The men had nearly reached her as she thumbed a button on the key-chain remote. A signal module under the dash blipped twice in response; she’d activated a one-way kill-switch that the Agency mechanics had installed. To anyone trying to restart it the engine would sound like it was on the verge of firing up, but this well-hidden device would ensure that it would never come to life again. She’d stopped a good distance from the house and that was where the truck would remain.
Now a timer was running and a slow-motion self-destruct procedure had begun. With this action the mission was fully committed and she set a counter ticking in the back of her mind.
The man in the lead grabbed the handle outside, jerked the door open, and shoved his pistol toward her face. Her hand was shaking as she handed him the keys, and then in response to a shouted order, with careful motions she took up her cane and made her way down to the turf from the high cab.

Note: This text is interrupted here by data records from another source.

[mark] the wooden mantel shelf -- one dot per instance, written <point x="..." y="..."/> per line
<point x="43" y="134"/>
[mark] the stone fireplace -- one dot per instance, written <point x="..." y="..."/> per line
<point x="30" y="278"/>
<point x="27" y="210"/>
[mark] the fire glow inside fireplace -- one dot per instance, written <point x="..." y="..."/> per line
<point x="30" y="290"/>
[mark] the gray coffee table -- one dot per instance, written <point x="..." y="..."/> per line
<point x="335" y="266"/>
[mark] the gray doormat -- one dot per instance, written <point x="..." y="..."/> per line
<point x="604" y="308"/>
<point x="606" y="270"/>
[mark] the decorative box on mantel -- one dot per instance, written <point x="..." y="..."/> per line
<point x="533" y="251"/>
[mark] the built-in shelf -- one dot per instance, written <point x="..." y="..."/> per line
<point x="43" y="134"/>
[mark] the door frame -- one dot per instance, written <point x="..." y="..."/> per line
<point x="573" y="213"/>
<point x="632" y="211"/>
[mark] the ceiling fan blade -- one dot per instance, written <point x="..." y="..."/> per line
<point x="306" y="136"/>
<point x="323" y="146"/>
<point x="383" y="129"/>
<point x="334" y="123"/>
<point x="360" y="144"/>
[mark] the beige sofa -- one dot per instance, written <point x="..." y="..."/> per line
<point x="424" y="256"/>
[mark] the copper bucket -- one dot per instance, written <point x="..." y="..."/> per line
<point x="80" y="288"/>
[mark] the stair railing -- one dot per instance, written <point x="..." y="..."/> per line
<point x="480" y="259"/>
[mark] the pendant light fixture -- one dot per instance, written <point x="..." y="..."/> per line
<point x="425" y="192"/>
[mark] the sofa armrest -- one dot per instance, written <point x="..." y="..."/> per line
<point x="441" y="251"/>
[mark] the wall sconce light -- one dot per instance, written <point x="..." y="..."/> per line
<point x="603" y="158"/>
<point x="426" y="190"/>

The one who’d opened the door cocked his arm and delivered a backhanded slap across her jaw that nearly put her on the ground. They weren’t happy that she’d stopped where she had and they obviously weren’t shy of violence against a defenseless woman, but that’s where the punishment ended for the moment. It had been a calculated risk—they might have shot her immediately—but she had wagered on their standards as professional murderers. You can penalize disobedience as harshly as you want, but a pro doesn’t kill a newly arrived hostage over nothing.
Two of the other men had climbed into the truck’s cab and were attempting to get it going again. As they pumped the accelerator and worked the key she could already smell the fumes of excess gasoline filling the air. The starter ground away and popped occasionally but the engine wouldn’t fire.
“ Ten cuidado, ” Virginia said, and she made it seem as though she struggled with the Spanish, “ To . . . to inicio, es difícil, muy difícil, ” she continued, pantomiming the turning of an ignition key. “It’s something with the fuel pump. Tell him to be careful not to flood it, because it’s very hard to start.”
The lead man pushed her against the fender and twisted her around, playing rough. He searched her with his hands, groping and lingering here and there, and in the course of it he found her pepper spray, her counterfeit ID, her penknife, and the separate ring of keys to the padlocked rear compartment.